I am catching up on all my Crisis/Trauma readings for the semester because Reasons, and I am discovering that I have Instinctive Feelings about things.
Like: Prolonged Exposure? Lol, like you think a puny little thing like controlled breathing is going to manage my anxiety? And you really think forcing me to relive trauma over and over again just for the sake of desensitization is a good idea? The thing is, I get it, when it comes in forms that have a point beyond desensitization. Trauma narratives? Combo desensitization, reframing a narrative, and correcting cognitive distortions? Okay, cool. EMDR? Woo-woo magical bilateral stimulation fairies = reintegrating memories without so much negative emotion + some desensitization? Sold. Plain old exposure therapy? Like, whose stupid idea was it that avoidance in and of itself is a bad thing? "Normative" experienced-people do that shit all the time.

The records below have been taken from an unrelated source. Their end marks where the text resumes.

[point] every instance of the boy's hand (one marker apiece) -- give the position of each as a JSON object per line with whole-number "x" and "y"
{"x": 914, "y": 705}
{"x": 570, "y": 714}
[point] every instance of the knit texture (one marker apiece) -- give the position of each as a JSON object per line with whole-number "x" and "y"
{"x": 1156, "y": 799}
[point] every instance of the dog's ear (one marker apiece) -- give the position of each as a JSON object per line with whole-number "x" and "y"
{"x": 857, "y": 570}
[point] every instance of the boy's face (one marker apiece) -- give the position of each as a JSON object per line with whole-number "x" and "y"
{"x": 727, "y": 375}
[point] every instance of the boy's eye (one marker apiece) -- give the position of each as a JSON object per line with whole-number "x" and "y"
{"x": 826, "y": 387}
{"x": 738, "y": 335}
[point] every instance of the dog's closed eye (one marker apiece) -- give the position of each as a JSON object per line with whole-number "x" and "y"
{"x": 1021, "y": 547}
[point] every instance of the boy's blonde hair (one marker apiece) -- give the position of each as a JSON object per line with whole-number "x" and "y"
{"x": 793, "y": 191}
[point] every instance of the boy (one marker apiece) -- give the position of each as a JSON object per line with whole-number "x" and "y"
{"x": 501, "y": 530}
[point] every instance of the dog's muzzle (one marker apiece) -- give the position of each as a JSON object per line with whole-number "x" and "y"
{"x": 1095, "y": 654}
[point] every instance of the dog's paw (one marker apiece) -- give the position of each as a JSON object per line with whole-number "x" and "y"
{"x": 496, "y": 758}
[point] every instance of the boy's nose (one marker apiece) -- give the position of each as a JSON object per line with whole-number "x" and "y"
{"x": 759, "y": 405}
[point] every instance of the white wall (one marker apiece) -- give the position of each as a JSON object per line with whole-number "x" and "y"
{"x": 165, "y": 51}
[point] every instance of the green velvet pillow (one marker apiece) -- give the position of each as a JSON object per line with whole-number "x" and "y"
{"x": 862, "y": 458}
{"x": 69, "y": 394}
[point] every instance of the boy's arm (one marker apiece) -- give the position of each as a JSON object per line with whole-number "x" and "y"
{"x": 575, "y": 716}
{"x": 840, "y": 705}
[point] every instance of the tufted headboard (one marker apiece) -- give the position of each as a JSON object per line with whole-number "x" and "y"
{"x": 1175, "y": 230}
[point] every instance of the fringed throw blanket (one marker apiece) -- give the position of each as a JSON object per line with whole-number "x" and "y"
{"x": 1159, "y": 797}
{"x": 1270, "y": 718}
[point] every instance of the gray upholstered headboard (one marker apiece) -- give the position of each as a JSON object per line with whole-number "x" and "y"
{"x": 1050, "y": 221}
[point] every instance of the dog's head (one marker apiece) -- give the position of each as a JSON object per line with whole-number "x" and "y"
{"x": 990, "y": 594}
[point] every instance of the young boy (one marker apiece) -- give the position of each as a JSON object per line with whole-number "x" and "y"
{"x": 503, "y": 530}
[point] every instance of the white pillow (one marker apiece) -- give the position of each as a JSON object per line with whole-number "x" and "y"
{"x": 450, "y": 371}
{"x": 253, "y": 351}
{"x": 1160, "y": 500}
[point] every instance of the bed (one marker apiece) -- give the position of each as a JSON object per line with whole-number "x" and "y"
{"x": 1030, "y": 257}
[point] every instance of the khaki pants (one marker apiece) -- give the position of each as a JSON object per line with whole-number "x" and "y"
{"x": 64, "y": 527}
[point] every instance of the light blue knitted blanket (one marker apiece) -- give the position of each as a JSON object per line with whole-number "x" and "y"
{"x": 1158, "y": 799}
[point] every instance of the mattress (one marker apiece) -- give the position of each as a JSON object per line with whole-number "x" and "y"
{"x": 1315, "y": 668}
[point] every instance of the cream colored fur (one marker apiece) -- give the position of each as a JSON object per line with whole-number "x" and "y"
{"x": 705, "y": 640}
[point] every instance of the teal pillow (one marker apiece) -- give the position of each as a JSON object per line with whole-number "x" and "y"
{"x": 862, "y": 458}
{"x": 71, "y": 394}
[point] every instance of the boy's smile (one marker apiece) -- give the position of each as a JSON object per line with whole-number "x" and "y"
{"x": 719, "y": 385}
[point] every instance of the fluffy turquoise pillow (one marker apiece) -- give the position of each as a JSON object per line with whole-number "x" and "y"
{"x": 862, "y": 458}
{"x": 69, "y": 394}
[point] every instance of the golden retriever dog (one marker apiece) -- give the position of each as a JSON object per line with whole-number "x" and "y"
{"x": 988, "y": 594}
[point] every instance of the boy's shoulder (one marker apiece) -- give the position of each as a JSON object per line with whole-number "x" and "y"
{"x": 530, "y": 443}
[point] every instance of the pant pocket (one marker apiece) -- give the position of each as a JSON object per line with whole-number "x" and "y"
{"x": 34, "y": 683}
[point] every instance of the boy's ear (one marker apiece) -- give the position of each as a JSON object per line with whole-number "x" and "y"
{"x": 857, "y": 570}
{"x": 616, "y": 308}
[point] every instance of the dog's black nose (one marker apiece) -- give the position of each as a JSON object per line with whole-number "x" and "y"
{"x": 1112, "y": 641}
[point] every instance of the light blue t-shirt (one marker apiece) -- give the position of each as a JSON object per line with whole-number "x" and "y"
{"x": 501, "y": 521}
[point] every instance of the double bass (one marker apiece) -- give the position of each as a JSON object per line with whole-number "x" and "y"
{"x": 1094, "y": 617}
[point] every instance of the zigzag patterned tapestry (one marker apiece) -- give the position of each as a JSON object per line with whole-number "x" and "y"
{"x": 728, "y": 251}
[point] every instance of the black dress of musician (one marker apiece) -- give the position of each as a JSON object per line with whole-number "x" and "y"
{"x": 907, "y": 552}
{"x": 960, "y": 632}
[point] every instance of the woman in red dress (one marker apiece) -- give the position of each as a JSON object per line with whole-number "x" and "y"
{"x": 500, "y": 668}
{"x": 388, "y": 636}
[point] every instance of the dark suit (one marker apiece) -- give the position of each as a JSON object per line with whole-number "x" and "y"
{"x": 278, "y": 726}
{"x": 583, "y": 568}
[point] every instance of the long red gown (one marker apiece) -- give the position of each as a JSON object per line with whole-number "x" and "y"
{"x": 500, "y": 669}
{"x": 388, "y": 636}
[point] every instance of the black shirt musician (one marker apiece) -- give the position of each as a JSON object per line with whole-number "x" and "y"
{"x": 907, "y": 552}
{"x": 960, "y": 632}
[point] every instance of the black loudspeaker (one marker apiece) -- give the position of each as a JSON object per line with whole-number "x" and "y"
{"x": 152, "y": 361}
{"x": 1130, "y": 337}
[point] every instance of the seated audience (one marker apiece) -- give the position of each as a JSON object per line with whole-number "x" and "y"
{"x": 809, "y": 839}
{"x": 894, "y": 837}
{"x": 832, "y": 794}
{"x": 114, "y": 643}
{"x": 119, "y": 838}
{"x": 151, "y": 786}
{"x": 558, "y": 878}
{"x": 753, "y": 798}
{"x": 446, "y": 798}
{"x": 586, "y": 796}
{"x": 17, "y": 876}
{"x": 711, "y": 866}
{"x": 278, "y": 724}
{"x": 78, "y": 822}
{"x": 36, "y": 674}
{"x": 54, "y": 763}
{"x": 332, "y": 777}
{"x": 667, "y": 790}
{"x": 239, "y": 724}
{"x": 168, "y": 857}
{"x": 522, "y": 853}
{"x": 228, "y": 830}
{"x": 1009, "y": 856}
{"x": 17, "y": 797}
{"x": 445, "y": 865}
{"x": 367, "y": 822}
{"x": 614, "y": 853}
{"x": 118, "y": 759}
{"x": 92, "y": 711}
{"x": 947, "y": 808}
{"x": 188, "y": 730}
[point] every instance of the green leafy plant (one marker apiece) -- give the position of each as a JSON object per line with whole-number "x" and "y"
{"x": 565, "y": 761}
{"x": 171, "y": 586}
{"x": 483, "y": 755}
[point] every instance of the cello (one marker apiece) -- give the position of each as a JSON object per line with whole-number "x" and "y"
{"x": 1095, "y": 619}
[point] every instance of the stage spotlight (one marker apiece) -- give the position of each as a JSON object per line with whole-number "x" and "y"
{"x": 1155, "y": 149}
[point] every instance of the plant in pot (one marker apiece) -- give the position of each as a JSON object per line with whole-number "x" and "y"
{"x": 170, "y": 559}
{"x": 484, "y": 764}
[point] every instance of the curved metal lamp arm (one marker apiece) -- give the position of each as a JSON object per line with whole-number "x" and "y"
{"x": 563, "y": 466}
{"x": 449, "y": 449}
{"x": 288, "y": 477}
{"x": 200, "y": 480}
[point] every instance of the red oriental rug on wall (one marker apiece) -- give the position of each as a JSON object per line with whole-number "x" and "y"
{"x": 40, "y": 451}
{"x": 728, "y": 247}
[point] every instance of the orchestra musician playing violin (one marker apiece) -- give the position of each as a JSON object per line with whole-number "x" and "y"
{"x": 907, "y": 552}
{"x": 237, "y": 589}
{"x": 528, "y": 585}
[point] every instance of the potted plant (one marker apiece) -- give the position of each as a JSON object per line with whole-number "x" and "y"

I'm also pretty damn sure that you don't have to re-experience/re-traumatize the 100% Worst Experience That Your Brain Noped Out Of in order to work on exposure to safe environments that have triggering stimuli. This feels very much like my father's joke about headaches: "I can hit you on the toe with a hammer; then you won't feel the headache anymore." Like "I can force you to relive your big trauma over and over again; then you'll be too effed up to worry about why going to parties freaks you out." And I expect it to not work in basically the same way.
In conclusion: prolonged exposure therapy, NOPE.